Wilson's fourth IQ test was administered in 1994 by school psychologist Lauren Nagler, Ph.D, as part of a school system triennial evaluation. (See Denney Rep. at 10.) Wilson achieved his lowest score on this test: an FSIQ of 70 (Flynn-adjusted 68.35). (See James IQ Charts; supra n.21.) In addition to its inconsistency with Wilson's other IQ test scores, there is reason to give

 

*45

 

diminished weight to this score because of Wilson's observed behavior during the exam. Dr. Nagler wrote that Wilson was "resistant and confrontational throughout"; that he "squirmed in place, put his fingers in his mouth, and yawned continuously"; that "[h]e blurted out questions and generally utilized a careless, impulsive approach"; and that when items became "somewhat difficult he became frustrated and gave up." (Denney Rep. at 10.) See also Bourgeois, 2011 WL 1930684, at *27 ("Several Fifth Circuit cases have refused to credit IQ scores when the evidence suggested that an inmate had…not put forth his best effort." (collecting cases)). Although Dr. Nagler did not indicate that the results of her test administration were invalid as a result of Wilson's attitude, she did find that, "because of complicating emotional, social and cultural factors, [he] ha[d] not achieved at a level commensurate with ability." (Denney Rep. at 10.) Dr. Nagler concluded that Wilson was "functioning in the borderline-low average range of intelligence" but that there was "evidence of average ability." (Id.)

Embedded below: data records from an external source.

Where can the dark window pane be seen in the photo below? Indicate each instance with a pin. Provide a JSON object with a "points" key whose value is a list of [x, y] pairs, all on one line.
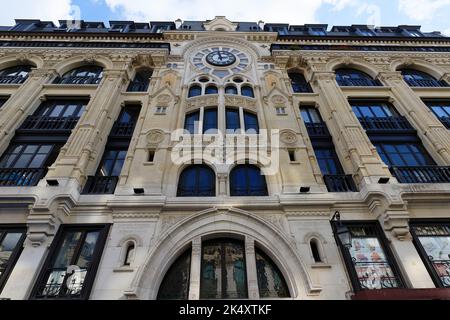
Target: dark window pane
{"points": [[175, 285]]}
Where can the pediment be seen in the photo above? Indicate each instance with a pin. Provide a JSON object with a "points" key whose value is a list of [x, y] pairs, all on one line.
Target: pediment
{"points": [[220, 23]]}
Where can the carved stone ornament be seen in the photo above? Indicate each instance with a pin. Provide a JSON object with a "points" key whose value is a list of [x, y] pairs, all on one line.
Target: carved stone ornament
{"points": [[155, 137], [288, 137]]}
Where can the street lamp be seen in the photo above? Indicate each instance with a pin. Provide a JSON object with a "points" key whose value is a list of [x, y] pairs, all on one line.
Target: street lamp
{"points": [[342, 232]]}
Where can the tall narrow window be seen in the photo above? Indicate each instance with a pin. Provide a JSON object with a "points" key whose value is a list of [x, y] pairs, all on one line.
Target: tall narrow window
{"points": [[15, 75], [175, 285], [191, 123], [247, 91], [271, 282], [369, 260], [82, 75], [223, 273], [233, 119], [11, 242], [210, 121], [197, 181], [433, 241], [251, 122], [70, 269], [247, 180], [195, 91]]}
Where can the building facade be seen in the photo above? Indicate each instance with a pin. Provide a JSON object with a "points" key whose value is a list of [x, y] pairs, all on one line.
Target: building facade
{"points": [[94, 205]]}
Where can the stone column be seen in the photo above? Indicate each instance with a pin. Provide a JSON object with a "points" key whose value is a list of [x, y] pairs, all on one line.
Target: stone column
{"points": [[42, 226], [252, 276], [350, 139], [196, 265], [20, 104], [87, 141], [430, 129]]}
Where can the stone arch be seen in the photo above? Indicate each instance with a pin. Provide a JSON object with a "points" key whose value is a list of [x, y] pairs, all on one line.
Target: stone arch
{"points": [[353, 63], [419, 65], [179, 237], [79, 61], [14, 60]]}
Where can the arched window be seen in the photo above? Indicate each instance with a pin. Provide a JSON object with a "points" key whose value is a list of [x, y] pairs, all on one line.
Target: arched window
{"points": [[82, 75], [231, 90], [355, 78], [211, 90], [247, 181], [299, 83], [247, 91], [197, 181], [195, 91], [314, 245], [415, 78], [129, 254], [17, 74], [271, 282], [251, 122], [175, 285], [141, 81], [223, 272]]}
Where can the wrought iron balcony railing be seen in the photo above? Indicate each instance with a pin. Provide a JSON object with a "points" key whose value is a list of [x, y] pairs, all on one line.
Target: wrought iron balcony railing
{"points": [[390, 123], [123, 130], [301, 87], [426, 83], [137, 87], [358, 83], [317, 129], [12, 79], [445, 121], [100, 185], [425, 174], [49, 123], [22, 177], [78, 80], [340, 183]]}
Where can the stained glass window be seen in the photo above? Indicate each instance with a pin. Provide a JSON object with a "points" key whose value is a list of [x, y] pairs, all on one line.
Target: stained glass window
{"points": [[434, 244], [223, 273], [11, 241], [369, 261], [71, 269], [175, 285], [271, 282]]}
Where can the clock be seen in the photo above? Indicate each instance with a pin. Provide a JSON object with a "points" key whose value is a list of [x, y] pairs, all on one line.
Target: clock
{"points": [[221, 61], [221, 58]]}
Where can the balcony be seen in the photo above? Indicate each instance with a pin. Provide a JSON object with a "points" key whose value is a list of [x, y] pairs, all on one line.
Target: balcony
{"points": [[301, 87], [100, 185], [12, 79], [358, 83], [426, 174], [21, 177], [50, 123], [317, 129], [123, 130], [426, 83], [386, 124], [78, 80], [340, 183], [445, 121]]}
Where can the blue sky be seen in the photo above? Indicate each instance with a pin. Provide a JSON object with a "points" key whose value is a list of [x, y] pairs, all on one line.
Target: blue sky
{"points": [[431, 14]]}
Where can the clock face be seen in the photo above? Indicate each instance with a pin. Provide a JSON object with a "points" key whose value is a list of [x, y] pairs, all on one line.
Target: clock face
{"points": [[221, 58]]}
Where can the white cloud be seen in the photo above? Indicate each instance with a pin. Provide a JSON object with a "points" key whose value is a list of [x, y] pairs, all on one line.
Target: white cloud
{"points": [[422, 10], [52, 10], [290, 11]]}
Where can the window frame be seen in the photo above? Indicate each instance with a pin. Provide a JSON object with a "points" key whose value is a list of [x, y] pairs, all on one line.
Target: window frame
{"points": [[12, 261], [54, 250], [421, 250], [384, 243]]}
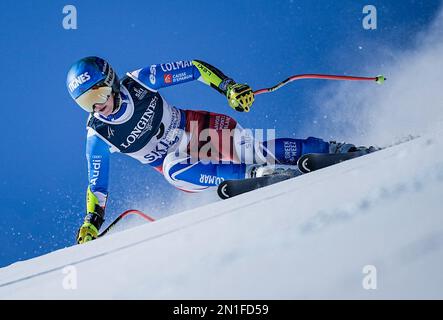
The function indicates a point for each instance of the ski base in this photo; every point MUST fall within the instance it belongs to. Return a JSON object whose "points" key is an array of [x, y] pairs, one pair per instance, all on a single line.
{"points": [[314, 161], [231, 188]]}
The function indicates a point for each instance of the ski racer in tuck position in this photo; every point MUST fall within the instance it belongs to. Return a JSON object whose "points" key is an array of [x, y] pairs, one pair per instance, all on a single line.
{"points": [[194, 150]]}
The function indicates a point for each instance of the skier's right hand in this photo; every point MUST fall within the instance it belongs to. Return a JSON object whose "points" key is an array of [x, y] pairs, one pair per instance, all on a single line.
{"points": [[240, 96], [87, 232]]}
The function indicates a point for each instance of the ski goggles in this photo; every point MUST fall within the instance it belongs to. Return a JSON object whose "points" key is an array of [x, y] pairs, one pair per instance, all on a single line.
{"points": [[97, 94]]}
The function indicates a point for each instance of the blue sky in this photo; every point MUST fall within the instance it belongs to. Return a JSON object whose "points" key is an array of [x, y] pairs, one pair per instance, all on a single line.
{"points": [[43, 167]]}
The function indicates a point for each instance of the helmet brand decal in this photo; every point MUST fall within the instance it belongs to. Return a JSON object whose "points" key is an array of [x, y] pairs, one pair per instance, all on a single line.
{"points": [[84, 77]]}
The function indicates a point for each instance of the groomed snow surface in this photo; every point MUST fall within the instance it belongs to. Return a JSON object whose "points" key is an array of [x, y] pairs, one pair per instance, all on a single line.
{"points": [[310, 237]]}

The next IQ test given to Wilson was in 1997 by Mitchell Frank, Psy.D, as part of a family court proceeding. (Id. at 12.) Dr. Frank administered four verbal subtests and one performance subtest from the WISC-III — not enough to calculate an IQ score — and did not disclose Wilson's scores on the subtests. (Id.) He did note, however, that Wilson's scores on the verbal subtests were "consistent with the mildly deficient range of cognitive abilities," and that his score on the performance subtest "indicated [an] average level of abilities." (Id.) Dr. Frank estimate that Wilson's intelligence was "in the borderline range." (Id. at 13.)

In 1998, Wilson was administered the WISC-III by John Giglio at the Brookwood juvenile detention center. (Id. at 14.) Wilson obtained an FSIQ of 80 (Flynn-adjusted 77.03), but Mr. Giglio considered the FSIQ invalid due to the large difference between Wilson's VIQ

 

*46

 

(70) and PIQ (95). (Id.) He found that Wilson's "pattern of scores indicate[d] a Learning Disability in language abilities."29 (Id.)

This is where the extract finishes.